As a nation we have built idols and to those idols we make sacrifices. Those sacrifices look very similar to those of Old paganism. We let the powerful and the brutal--the gods--devour their chosen victims. This happened at Penn St, but it happens in every big and even little time college sports program. It happens in high school sports. We allow the gods to feast on their victims. We look the other way. We allow and even celebrate the system and the pedestals that hold the gods up for us--even though we do this by prostituting our educational institutions for big time athletics. Most college students pay highest tuition so that their college can have sports (80% of colleges lose money on athletics). At this crucial time for our country we are failing at the deepest level to use the institutions that we have to give our next generation the education that they need--without making them debt slaves. We do this for the sake of our idols. This idol is what was being protected by Mr. Spanier, Curley, Schultz, and Paterno. They protected it because we love it. They were, of course, protecting it for their own gain, but they our the priest of our religion.

The sexual misdeeds of the monstrous Sandusky must be viewed full bore. We need to know what was hidden inside by our idol. If you believe that the same protection of the same idols are not being made at Alabama, Kentucky, and Notre Dame; you are not paying attention. We cover this over and excuse it by feeding willing (or at least old enough to consent victims) to our idols. Does the drug addled eighteen-year old freshman have consent? Would it matter if she were not drug addled and we just chalked it up, more honestly, to some new form of temple prostitution. The reading of Tom Wolfe's I am Charlotte Simmons and John Gerdy's Air Ball are helpful here. We have made idols. We worship them. We make sacrifices to them by averting our eyes when the devour people by having a priestly class cover the horror of the sacrifice and by the massive cultural price that we pay to maintain institutions of higher learning that have less and less to do with learning and at some points (like big time football) have divorced learning and college life all together. We don't just tolerate this sort of thing. We glory in it. "We are Penn State!"

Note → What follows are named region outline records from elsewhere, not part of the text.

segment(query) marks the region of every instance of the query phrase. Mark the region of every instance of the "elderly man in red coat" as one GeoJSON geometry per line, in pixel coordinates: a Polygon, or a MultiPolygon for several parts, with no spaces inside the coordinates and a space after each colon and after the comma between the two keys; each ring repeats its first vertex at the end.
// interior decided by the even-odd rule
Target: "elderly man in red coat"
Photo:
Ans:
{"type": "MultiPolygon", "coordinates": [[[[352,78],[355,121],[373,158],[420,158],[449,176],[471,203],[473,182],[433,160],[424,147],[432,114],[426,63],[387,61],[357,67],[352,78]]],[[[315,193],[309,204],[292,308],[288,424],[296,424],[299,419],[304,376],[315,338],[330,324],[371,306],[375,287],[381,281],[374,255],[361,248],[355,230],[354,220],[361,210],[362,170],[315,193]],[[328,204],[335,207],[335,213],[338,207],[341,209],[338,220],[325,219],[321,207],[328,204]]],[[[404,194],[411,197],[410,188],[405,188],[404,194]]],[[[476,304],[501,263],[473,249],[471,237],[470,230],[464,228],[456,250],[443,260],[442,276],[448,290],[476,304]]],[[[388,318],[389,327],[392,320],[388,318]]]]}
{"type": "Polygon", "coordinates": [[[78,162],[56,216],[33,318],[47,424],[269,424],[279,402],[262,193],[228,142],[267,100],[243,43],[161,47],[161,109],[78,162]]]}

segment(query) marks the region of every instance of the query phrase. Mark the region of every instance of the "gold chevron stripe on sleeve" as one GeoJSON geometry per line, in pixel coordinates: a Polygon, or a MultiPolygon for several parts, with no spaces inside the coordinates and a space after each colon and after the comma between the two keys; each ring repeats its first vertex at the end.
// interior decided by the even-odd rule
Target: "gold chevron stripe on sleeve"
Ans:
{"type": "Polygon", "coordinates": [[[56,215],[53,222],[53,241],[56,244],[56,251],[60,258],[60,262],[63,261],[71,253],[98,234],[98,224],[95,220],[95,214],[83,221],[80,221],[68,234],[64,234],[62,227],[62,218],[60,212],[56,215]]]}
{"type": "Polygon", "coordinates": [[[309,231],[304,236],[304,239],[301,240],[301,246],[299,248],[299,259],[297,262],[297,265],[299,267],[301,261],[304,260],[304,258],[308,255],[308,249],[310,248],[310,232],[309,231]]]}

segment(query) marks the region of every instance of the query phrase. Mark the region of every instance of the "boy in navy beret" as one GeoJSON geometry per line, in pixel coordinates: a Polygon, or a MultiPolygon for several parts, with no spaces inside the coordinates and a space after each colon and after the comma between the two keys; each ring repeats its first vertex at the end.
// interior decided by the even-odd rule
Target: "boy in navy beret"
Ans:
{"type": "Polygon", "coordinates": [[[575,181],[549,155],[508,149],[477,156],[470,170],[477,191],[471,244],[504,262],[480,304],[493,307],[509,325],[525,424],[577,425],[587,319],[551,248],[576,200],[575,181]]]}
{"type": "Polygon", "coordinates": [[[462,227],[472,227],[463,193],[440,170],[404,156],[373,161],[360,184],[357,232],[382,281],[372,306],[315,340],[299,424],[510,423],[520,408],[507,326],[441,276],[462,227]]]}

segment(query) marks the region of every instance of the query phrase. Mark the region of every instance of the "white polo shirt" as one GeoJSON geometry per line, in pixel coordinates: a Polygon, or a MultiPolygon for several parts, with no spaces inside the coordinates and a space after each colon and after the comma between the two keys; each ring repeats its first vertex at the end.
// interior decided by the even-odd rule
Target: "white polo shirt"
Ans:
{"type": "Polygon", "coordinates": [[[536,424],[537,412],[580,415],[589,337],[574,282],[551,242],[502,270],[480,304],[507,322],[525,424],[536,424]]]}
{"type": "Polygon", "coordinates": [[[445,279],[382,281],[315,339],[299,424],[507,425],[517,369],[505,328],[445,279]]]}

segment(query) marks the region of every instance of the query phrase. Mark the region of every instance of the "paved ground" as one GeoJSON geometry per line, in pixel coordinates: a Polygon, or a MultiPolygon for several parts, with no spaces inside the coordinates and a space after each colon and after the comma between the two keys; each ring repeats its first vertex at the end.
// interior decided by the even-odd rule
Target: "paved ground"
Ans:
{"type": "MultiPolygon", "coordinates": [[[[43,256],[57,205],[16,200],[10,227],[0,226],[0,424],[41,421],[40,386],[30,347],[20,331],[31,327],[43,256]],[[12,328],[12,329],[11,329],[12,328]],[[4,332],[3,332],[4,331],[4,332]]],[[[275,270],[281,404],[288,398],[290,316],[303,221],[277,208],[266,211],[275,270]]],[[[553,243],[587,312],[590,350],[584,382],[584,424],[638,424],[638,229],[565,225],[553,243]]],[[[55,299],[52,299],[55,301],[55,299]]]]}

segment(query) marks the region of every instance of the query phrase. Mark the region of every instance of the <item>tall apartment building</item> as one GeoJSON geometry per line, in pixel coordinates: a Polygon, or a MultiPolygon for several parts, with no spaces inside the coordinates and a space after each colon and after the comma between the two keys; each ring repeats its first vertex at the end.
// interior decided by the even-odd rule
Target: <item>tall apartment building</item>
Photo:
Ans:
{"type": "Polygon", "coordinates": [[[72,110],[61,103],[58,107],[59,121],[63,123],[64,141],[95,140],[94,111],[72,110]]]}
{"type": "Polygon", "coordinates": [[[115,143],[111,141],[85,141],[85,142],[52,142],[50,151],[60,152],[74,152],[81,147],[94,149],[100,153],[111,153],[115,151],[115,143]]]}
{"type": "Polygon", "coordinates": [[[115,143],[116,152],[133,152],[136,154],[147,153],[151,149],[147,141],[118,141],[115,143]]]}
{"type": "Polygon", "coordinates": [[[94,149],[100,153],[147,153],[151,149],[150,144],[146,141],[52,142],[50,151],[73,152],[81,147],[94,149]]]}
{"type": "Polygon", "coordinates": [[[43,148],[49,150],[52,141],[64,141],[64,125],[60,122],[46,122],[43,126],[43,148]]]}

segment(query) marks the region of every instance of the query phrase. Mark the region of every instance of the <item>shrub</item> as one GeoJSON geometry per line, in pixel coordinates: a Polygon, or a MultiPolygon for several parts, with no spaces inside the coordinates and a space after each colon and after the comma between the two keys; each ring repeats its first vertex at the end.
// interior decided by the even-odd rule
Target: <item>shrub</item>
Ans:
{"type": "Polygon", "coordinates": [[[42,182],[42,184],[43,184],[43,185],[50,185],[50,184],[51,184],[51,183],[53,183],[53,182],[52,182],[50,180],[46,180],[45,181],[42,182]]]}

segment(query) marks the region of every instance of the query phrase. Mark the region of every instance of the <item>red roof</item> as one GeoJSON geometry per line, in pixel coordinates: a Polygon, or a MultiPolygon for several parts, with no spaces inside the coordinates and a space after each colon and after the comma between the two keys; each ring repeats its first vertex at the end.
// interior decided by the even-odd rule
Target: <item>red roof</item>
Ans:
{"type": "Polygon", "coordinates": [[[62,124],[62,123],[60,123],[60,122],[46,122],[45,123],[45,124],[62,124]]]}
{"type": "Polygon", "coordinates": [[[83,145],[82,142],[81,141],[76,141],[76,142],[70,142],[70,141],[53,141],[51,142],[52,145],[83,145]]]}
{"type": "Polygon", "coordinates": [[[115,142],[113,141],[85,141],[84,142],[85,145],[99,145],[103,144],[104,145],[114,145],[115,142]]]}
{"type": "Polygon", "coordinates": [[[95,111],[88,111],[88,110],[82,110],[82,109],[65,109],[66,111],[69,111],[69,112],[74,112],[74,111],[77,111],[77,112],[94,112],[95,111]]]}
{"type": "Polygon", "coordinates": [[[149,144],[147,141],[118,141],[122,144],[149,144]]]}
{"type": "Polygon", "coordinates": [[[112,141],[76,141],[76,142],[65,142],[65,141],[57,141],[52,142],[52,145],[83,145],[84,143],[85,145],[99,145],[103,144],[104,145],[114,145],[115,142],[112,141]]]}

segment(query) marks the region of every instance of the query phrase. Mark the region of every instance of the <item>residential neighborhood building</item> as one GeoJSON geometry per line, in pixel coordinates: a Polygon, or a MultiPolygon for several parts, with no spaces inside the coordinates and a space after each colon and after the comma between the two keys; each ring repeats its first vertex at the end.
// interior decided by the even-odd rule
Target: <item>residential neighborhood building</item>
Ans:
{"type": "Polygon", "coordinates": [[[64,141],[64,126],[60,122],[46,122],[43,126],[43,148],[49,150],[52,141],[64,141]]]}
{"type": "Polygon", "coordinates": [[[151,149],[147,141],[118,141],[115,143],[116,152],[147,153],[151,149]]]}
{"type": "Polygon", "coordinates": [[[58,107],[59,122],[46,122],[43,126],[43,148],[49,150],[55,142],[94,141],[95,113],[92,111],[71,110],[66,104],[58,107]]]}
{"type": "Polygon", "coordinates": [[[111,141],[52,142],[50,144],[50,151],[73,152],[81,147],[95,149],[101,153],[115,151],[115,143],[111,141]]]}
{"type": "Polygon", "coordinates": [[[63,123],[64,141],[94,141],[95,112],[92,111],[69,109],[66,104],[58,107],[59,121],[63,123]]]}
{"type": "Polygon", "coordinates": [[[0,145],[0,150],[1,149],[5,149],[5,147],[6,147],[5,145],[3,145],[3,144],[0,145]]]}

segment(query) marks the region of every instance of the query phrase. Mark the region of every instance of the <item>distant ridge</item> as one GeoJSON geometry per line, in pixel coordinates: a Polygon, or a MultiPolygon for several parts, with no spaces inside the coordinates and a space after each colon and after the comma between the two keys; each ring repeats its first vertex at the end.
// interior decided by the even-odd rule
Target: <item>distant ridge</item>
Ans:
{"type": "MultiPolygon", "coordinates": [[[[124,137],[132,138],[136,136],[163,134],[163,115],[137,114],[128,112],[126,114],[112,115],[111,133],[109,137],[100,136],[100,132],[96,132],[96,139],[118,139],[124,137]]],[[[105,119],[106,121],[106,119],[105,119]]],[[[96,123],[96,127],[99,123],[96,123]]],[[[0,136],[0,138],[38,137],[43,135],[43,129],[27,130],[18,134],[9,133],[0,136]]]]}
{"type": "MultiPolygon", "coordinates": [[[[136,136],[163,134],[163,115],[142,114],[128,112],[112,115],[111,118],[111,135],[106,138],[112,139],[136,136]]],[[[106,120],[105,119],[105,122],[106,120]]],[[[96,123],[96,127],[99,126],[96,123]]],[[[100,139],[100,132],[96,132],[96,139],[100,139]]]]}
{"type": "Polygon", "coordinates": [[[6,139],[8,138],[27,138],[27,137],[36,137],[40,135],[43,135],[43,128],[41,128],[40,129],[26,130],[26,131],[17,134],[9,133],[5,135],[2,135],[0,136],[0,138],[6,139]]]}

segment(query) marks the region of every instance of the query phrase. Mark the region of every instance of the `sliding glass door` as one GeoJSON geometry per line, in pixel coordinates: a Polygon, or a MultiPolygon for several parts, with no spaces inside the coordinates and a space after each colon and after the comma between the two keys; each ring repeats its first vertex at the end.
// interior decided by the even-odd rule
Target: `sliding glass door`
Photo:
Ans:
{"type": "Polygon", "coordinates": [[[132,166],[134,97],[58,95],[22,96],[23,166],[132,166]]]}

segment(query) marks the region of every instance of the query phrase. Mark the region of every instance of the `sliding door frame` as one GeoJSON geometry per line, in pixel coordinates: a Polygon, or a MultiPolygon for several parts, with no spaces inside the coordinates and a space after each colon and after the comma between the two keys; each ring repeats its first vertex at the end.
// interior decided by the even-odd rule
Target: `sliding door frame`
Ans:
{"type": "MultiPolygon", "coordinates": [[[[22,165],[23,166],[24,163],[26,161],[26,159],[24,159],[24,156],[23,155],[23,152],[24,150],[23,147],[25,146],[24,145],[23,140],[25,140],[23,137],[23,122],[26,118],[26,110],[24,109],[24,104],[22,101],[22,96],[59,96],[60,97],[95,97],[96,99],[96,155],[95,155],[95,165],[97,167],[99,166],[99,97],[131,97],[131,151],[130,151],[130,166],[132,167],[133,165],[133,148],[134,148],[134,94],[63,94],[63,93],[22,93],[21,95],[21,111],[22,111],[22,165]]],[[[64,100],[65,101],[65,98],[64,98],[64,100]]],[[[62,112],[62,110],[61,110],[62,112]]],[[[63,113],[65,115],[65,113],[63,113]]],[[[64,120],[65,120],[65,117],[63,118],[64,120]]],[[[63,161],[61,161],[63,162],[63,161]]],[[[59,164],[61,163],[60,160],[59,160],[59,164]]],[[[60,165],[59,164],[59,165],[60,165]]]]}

So what should we do? First, we should point the blame where it needs to be pointed. The courts will deal with the monsters and people that hid his sins. We need to deal with our own complicity in a system that devours. This repentance should not drive us to despair, but it should drive us to Christ for forgiveness. We should come to grips with the fact that if we all stopped watching and packing into stadiums the system would be fixed. We need to do this. We need to stop supporting systems that devour. We need our representative to choke off funding until colleges and universities tear down the idols. We collectively are the fix.

Second, we need to open our eyes to see where this is happening throughout our culture and we need to protect the vulnerable.

Finally, we need to tend our own gardens by unplugging from a systems and ideas that support this sort of foolishness.

Today when I pulled my t-shirt off the top on the pile in the dresser it was my PSU football shirt. I put it on. Today, it should be worn, but not with pride. It should be worn in hands should beat our chests as they did in the old liturgy. "We are Penn State."